La danseuse et chorégraphe suisse Marie-Caroline Hominal développe depuis plus de dix ans une pratique prolifique et expérimentale, hybridant les médiums avec toujours autant de vélocité, de la danse à la sculpture, en passant par la performance, la peinture et la musique. En 2018, elle entame un nouveau projet au long court HOMINAL / XXX, une série de pièces pour lesquelles elle confronte son corps à l’univers d’autres artistes. Le second volet HOMINAL / XABA résulte de sa longue amitié avec la chorégraphe et danseuse sud-africaine Nelisiwe Xaba. Dans cet entretien, Marie-Caroline Hominal fait le récit de cette création.

Pour le deuxième opus de votre projet HOMINAL / XXX, vous avez invité la chorégraphe et danseuse sud-africaine Nelisiwe Xaba. Comment ce choix s’est-il fait ?

Lorsque j’ai engagé le processus de cette deuxième pièce, c’était pour moi évident que ça devait se faire avec une femme. Très vite j’ai proposé ce projet à Nelisiwe Xaba que je connais depuis plus de 20 ans. Nous nous sommes rencontrées à la Rambert School of Ballet and Contemporary Dance à Londres où nous étions toutes les deux étudiantes. Depuis, nous nous sommes toujours croisées lors de nos voyages et nous avons toujours eu le désir de faire quelque chose ensemble. C’était là un excellent prétexte pour avoir le temps de se revoir et de travailler ensemble.

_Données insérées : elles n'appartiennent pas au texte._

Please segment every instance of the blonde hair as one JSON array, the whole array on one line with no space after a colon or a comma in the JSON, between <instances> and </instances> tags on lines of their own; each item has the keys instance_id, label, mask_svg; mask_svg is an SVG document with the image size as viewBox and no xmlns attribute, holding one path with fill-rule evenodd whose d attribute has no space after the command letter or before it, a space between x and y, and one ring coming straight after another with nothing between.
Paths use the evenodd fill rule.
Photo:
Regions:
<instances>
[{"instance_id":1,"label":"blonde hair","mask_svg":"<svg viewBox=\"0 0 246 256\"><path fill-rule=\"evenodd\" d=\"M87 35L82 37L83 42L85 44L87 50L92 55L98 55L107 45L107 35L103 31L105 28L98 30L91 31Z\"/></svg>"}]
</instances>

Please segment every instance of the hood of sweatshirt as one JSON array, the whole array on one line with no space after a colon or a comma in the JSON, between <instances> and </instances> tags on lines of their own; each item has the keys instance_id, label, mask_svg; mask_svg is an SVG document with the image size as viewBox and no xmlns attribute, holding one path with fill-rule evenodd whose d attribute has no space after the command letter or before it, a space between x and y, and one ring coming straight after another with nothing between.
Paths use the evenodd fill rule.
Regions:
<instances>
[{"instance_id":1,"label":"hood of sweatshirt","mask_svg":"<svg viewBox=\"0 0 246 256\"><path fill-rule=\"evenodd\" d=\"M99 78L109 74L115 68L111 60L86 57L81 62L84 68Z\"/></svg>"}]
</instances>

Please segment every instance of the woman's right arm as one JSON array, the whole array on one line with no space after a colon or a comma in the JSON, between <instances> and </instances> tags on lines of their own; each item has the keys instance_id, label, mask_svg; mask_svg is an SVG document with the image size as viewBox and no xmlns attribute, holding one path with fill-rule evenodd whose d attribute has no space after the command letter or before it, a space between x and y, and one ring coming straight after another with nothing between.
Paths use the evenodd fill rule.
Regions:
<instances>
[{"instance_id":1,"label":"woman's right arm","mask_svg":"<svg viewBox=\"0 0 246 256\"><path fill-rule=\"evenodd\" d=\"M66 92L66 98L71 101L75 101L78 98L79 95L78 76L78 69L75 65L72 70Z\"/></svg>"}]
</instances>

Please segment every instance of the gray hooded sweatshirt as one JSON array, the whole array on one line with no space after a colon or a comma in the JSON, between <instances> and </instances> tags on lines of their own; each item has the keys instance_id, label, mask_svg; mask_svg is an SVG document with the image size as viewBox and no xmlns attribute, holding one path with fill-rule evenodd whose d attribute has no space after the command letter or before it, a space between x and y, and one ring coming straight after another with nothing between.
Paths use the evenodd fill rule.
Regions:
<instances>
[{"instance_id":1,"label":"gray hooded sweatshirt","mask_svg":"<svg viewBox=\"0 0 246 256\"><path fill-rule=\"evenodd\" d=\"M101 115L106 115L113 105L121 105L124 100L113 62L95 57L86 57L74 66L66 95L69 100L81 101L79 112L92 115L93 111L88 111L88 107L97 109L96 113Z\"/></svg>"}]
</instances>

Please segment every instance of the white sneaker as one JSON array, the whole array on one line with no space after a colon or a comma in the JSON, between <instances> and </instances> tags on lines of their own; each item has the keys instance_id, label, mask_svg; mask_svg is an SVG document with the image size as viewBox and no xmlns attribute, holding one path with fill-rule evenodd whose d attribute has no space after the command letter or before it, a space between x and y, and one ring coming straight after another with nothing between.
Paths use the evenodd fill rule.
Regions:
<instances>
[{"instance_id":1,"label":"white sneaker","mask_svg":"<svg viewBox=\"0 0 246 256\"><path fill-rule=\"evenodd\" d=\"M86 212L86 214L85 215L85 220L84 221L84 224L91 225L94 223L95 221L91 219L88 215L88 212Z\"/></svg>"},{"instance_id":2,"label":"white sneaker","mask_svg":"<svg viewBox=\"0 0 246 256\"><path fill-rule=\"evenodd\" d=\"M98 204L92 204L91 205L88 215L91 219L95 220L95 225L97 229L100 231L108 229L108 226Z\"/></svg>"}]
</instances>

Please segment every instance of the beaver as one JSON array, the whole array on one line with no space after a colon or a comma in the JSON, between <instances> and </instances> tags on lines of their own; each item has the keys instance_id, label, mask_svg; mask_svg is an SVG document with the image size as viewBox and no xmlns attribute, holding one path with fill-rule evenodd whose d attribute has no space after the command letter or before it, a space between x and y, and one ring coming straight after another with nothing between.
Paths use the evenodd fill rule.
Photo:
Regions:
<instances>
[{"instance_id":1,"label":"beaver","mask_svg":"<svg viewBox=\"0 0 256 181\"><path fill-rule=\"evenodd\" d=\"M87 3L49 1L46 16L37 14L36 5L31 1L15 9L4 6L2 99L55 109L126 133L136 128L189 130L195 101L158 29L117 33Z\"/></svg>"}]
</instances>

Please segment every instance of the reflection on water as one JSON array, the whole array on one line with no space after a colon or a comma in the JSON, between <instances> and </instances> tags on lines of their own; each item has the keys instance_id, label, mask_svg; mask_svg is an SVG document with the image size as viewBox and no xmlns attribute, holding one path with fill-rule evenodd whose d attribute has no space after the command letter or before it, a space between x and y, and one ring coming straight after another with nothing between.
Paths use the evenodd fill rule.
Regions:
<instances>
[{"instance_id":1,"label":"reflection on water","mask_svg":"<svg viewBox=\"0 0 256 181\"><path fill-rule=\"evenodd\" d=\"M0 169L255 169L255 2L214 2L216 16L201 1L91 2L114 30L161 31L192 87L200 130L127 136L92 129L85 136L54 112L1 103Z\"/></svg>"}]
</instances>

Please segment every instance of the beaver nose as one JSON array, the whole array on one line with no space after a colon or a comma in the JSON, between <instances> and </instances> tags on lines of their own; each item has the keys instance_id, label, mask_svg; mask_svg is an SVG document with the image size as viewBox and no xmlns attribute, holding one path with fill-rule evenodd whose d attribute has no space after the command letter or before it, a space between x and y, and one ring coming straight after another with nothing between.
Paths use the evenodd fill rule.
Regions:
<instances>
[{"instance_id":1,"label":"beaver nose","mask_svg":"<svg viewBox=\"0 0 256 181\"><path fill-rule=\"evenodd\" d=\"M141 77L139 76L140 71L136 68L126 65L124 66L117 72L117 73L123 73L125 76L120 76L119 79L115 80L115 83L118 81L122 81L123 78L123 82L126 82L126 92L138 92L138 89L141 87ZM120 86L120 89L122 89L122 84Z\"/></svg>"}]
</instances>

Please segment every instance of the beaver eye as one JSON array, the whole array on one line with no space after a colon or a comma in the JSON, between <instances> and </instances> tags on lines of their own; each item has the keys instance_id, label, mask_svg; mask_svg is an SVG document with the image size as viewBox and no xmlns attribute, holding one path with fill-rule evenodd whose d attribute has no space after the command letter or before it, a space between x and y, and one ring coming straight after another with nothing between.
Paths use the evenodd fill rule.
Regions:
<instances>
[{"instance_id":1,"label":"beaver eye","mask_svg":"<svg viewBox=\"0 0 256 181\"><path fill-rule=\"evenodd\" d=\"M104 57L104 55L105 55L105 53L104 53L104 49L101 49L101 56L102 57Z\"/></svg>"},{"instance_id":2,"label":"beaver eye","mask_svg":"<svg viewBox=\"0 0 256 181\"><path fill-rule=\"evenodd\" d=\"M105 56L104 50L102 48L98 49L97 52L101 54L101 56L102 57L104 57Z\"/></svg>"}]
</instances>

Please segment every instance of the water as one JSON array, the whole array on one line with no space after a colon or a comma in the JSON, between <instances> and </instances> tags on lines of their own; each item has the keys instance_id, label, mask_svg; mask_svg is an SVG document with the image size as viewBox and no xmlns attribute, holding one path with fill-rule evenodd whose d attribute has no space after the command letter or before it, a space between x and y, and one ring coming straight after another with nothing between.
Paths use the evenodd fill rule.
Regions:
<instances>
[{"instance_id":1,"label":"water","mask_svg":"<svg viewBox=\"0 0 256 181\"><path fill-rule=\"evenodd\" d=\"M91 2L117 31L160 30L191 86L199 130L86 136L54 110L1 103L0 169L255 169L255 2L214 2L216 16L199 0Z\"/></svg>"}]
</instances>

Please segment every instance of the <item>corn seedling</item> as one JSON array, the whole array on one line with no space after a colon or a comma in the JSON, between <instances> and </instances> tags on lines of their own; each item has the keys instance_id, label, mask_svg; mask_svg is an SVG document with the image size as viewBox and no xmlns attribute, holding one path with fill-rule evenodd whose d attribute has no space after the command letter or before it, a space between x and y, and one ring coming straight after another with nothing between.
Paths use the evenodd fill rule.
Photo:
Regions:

J’étais extrêmement curieuse de voir comment cette envie allait pouvoir se matérialiser lors du processus. J’aimais beaucoup le travail raffiné et drôle de Nelisiwe, à l’opposé de l’image de Markus Öhrn. Son travail était en total contraste avec ce que je venais de traverser dans la première pièce de la série. HOMINAL / ÖHRN cristallise des enjeux de pouvoir, j’avais réellement l’impression d’être Galatée entre les mains de Pygmalion… Avec Nelisiwe, il y avait l’envie de changer de protocole de rencontre et de déplacer cette recherche vers de nouveaux axes de travail.

Pouvez-vous revenir sur le processus de création avec Nelisiwe ?

J’ai décidé de réitérer avec Nelisiwe Xaba ce que j’avais fait avec Markus Öhrn : je suis d’abord partie chez lui à la campagne en Suède. C’était important pour moi de rentrer dans son intimité, de voir son lieu de vie, d’être à l’intérieur de son espace domestique, de manger avec lui, de faire des choses de son quotidien, d’avoir le même rythme de vie que lui, de comprendre qui il était et comment il fonctionnait, même si cette experience reste très courte et du coup superficielle. Ce temps-là était pour moi primordial. Je crois que c’est nécessaire pour moi d’apprivoiser l’autre avant de commencer à penser à une quelconque forme ou d’amorcer une recherche dans un studio stérile. J’ai fait la même démarche avec Nelisiwe, je suis allée chez elle à Johannesburg avec pour seul objectif de faire des choses ensemble : nous avons visité des expositions, nous sommes allées voir des spectacles au Dance Umbrella Festival, nous allions au marché, on s’est découvert une passion commune pour les matières textiles, etc. Je me souviens qu’on discutait beaucoup lors de nos trajets en voiture, de nos goûts, de nos envies, etc. C’était vraiment retrouver une sensation, de se reconnecter après toutes ces années à s’être croisées lors de festivals.

Comment s’est organisée l’écriture chorégraphique de la pièce ? 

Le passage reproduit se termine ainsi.